Daher muss jeder Gastronom, der Gäste nebeneinander platziert, selektieren. Er muss den Gästemix herstellen. Der zum Haus passt. Manchmal reicht es auch, die Ecken des Hauses unterschiedlich zu befüllen. 

Wir haben ein harte Türpolitik, die uns eigentlich keiner abnimmt: Jeder ist willkommen. Ich habe in +20 Jahren Großstadt Türpolitik in Bars und Fine Dining Restaurants viele Level von “Tür” bzw. Selektion durchgespielt. Und bin schon vor vielen Jahren zu der Erkenntnis gekommen, Gäste nach Aussehen oder Kleidung in wenigen Sekunden zu bewerten, oder sagen wir besser: einzuschätzen, geht meist nach hinten los. 

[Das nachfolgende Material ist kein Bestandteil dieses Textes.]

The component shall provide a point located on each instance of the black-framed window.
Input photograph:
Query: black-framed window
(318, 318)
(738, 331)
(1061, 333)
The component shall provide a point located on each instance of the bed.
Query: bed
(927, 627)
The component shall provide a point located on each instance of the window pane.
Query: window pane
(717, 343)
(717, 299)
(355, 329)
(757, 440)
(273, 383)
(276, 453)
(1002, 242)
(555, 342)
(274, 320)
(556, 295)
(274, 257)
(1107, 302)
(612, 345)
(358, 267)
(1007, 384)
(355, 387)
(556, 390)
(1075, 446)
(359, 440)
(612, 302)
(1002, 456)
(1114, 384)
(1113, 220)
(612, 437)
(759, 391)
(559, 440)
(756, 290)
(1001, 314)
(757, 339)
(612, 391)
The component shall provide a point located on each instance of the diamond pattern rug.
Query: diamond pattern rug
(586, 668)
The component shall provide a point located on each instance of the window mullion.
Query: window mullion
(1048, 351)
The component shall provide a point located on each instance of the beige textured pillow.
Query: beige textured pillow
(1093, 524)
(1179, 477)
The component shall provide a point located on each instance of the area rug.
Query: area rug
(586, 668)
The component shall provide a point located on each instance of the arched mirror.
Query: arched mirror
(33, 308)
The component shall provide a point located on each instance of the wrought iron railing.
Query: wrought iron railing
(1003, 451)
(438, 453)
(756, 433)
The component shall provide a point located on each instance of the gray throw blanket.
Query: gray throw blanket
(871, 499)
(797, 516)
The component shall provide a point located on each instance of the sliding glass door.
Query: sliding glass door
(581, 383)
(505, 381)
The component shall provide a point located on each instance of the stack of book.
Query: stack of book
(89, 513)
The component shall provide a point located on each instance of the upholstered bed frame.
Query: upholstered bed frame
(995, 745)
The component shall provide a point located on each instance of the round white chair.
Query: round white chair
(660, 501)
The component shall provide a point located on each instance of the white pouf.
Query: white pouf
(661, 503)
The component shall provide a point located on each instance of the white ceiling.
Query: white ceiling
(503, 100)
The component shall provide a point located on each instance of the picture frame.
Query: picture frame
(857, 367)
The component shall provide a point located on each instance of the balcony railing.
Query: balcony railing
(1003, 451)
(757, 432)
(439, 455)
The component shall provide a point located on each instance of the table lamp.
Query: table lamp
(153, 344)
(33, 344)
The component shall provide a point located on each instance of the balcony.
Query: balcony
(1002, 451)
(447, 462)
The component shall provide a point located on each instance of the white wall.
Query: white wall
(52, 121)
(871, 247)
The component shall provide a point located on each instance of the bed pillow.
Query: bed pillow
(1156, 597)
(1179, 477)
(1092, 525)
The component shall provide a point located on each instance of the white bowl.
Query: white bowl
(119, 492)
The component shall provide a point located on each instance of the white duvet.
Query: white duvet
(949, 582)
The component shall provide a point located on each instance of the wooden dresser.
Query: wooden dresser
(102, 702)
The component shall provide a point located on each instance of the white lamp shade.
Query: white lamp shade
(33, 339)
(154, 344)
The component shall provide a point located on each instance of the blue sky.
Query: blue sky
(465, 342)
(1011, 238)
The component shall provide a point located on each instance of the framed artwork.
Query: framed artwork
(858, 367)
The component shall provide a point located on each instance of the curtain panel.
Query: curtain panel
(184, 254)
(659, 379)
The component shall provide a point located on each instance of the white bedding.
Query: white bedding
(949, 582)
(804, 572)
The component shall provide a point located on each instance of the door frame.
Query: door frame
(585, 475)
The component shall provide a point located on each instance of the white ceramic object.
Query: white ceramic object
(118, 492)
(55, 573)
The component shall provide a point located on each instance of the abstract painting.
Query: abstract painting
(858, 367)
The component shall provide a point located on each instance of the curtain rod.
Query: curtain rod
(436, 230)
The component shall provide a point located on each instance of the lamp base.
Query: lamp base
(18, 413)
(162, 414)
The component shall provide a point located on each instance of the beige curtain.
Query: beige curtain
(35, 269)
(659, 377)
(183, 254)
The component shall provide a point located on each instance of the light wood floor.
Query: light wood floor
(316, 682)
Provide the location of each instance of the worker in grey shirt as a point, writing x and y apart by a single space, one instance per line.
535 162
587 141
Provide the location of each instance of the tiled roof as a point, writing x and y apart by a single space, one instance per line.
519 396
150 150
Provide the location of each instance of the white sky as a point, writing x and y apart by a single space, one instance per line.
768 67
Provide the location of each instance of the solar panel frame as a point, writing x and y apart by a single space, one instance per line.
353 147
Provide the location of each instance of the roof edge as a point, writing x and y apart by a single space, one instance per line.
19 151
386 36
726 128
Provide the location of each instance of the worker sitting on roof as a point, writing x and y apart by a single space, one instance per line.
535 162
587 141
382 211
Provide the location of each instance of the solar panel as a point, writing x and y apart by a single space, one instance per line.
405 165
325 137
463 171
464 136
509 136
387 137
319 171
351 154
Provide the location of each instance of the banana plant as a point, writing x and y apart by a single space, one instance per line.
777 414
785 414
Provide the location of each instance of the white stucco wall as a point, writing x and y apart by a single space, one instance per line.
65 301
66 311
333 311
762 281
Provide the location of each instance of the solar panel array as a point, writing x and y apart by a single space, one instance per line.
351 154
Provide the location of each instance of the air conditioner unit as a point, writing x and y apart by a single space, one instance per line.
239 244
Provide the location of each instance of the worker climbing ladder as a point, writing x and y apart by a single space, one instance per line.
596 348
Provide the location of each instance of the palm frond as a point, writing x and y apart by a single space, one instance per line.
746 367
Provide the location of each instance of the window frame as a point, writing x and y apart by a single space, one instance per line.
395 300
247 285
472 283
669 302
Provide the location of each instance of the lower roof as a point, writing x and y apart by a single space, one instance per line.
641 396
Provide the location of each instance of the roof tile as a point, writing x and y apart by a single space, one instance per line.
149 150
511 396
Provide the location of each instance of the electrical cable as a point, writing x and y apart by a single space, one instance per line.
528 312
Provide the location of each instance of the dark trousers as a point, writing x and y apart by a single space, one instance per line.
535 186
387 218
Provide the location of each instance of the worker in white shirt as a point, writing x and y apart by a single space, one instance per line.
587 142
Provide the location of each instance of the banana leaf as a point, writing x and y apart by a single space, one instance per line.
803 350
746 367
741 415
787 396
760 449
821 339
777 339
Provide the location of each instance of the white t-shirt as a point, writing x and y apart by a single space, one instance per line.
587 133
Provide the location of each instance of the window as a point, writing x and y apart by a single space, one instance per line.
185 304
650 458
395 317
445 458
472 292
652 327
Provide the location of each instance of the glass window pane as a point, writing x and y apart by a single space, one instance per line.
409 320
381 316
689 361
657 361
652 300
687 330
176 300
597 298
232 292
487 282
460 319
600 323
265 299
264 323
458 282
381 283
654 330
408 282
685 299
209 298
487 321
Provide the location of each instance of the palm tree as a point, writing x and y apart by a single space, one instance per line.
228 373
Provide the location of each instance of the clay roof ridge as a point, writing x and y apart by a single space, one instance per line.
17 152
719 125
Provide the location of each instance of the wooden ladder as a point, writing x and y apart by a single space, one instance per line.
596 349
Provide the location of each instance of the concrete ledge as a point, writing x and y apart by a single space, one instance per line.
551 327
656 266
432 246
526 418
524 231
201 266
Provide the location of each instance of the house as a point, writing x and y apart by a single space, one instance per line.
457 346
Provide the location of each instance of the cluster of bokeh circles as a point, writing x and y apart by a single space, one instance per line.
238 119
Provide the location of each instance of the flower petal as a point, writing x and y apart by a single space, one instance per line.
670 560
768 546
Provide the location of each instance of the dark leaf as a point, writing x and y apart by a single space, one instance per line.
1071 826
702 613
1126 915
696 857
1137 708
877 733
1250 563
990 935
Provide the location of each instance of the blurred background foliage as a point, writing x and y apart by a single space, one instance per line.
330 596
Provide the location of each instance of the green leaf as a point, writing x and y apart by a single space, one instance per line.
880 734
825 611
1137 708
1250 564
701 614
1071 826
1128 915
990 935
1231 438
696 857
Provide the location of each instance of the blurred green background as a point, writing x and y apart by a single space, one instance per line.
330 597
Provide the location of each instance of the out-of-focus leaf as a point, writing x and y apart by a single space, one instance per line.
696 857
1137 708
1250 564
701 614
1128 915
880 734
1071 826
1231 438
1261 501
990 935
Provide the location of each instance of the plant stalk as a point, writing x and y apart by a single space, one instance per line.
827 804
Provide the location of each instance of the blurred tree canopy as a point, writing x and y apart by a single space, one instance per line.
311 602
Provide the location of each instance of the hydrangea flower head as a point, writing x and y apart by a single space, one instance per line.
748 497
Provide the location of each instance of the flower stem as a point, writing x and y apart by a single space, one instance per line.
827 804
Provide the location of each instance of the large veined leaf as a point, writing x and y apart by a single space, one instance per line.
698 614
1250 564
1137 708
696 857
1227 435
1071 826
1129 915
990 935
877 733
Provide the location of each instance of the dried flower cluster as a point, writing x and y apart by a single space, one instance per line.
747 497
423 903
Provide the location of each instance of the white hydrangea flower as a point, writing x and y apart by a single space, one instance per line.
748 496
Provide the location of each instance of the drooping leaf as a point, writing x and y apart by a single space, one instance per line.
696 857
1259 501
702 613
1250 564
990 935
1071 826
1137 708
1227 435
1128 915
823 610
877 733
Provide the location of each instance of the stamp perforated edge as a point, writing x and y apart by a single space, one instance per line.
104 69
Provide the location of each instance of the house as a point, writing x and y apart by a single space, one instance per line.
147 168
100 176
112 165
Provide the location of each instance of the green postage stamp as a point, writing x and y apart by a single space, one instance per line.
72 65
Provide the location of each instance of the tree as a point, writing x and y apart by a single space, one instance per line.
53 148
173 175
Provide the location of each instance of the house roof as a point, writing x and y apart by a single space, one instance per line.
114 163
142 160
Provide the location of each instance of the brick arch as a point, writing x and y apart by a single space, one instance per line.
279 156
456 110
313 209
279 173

Nachtclubs, das Geschäfts mit visueller Begehrlichkeit und noch mehr “Gruppenzugehörigkeit” brauchen mehr dieser, vielleicht auch oberflächliche Kriterien. In einer Bar brauchen wir das nicht.

Das bedeutet nicht, dass alles erlaubt ist. Manchmal spürt man, “der macht eh nur Stress”, und wir sind leider gerade voll. Zu betrunken, zu aufgekratzt, zu “druff”. Alles, was die späte Nacht so an die Tür spült, wird, vornehmlich freundlich, verabschiedet. 

Aber ansonsten glaube ich daran, dass es besser ist, sich als Gastronom darüber Gedanken zu machen, welche baulichen Maßnahmen welche Atmosphäre erzeugen. Und welche Räume und Elemente welche Gäste anziehen. Für wen sind sie perfekt, für wen nicht? Deine Ausstattung, deine Kommunikation, dein Pricing, die Art und Weise, wie du die Drinks servierst, dein Mitarbeiter Mix: All das beeinflusst, welche Gäste sich bei dir wohlfühlen und welche nicht. Wer wird angesprochen, wer nicht.

Aber es geht nicht nur darum, welche Gäste kommen, sondern in welchem „Zusammenhang“ sie kommen. Die gleichen Gäste verhalten sich sehr unterschiedlich, wenn sie zu zweit in eine Bar kommen. Oder als Gruppe mit zehn oder mehr Gästen. 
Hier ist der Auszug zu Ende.